Однако закаленные звероловы не жаловались на свои страдания. Они больше заботились о состоянии измученных лошадей, так как знали, что потеря их в суровой, бескрайней пустыне угрожала смертью всему каравану. Поэтому, не обращая внимания на быстрое истощение запасов спирта для походных печек, они ежедневно наполняли большой котел снегом и растапливали его, чтобы напоить лошадей. И все же животные на глазах худели, стали отказываться от ежедневной порции корма и только жадно лизали твердый снег.
После многих дней пути пандит Давасарман сообщил товарищам, что, по его расчетам, они уже находятся в Тибете. Он повернул караван прямо на запад. Если идти в этом направлении, можно дойти до границы Ладакха. Настроение путешественников улучшилось, что передалось и лошадям. Они ускорили шаг, стали мотать головами и фыркать.
– Ого, скотина, а все понимает, – воскликнул боцман, заметив неожиданное оживление лошадей. – Как только у нас улучшилось настроение, клячи сразу это почуяли.
– Видно, не судьба нам погибнуть в этой ужасной пустыне, – сказал Томек. – Неужели лошади почувствовали, что мы приближаемся к человеческому жилью?
Пандит Давасарман приподнял голову и глубоко втянул носом воздух.
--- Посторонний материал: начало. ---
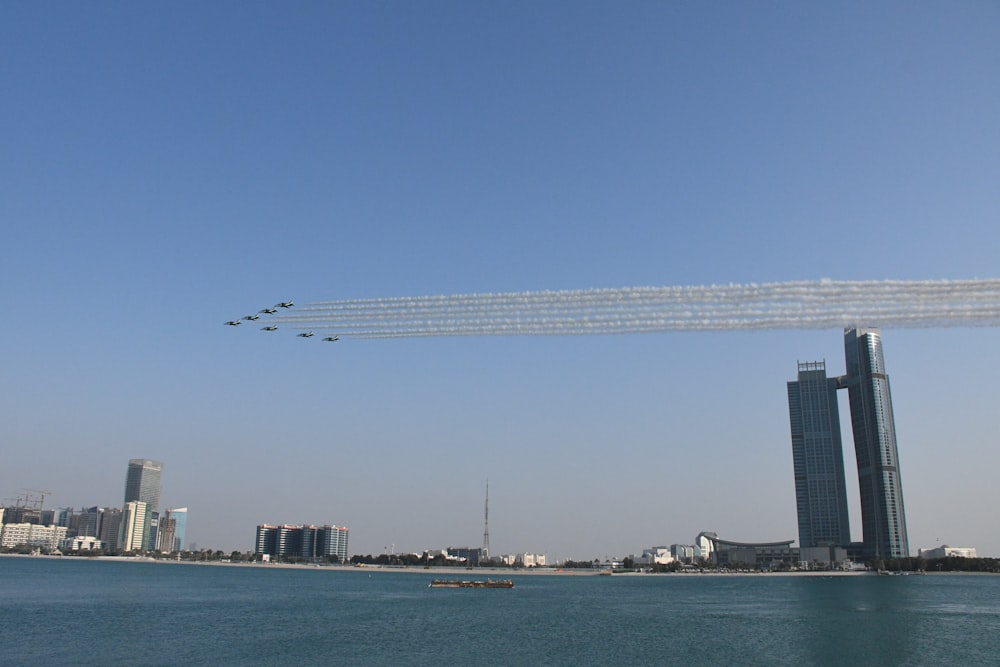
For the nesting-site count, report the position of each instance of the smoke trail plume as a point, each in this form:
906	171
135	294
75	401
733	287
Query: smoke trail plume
821	304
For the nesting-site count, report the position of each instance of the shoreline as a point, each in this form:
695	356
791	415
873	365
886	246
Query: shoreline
482	572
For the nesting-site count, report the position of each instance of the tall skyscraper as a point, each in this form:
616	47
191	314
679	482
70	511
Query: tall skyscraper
817	452
883	519
142	483
132	531
818	458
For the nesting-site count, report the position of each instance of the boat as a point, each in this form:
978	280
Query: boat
484	583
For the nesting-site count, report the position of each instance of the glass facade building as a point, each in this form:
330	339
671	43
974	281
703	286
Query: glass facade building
307	542
818	458
142	484
883	519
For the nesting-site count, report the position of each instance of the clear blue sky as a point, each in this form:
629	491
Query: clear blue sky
167	167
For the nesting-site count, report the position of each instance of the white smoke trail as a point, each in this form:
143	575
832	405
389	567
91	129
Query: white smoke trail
821	304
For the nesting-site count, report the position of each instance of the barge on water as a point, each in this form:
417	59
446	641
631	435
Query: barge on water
487	583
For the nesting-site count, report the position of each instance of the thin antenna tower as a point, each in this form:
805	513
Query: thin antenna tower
486	524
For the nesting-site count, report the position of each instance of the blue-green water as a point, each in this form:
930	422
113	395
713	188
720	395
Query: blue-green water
102	613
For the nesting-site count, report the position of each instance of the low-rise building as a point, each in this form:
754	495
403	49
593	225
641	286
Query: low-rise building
32	534
81	543
944	551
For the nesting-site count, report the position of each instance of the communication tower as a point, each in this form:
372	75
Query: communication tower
486	524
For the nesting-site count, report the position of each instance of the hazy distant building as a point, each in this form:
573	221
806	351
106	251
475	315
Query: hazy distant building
683	552
818	458
883	519
944	551
89	522
471	555
142	483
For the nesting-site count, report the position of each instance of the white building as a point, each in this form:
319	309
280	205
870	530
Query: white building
80	543
530	560
133	527
655	556
46	537
944	551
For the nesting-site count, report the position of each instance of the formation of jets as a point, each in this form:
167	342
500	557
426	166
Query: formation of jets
273	327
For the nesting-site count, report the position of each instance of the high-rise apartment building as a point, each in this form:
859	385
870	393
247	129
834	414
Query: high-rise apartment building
818	458
883	519
307	542
132	529
173	524
142	483
817	452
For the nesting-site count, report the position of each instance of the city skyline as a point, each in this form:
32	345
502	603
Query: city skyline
168	169
817	451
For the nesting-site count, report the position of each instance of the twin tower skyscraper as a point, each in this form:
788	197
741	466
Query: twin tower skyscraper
818	458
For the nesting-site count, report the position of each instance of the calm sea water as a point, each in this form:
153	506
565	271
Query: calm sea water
83	612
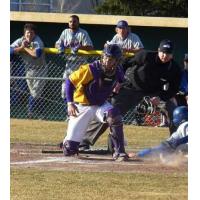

Сделав это, он сказал:
– По-видимому, где-то вблизи расположены горячие источники. Мне кажется, что ветер несет с запада сильный запах.
– Вы не ошибаетесь! Мой боцманский нос никогда меня не обманывает. На самом деле я боялся, что, бродя по этой чертовой стране, мы подошли к воротам ада, ведь в воздухе ощущается запах серы, но, может быть, вы правы и это только горячие источники. Мне приходилось слышать, что они воняют серой.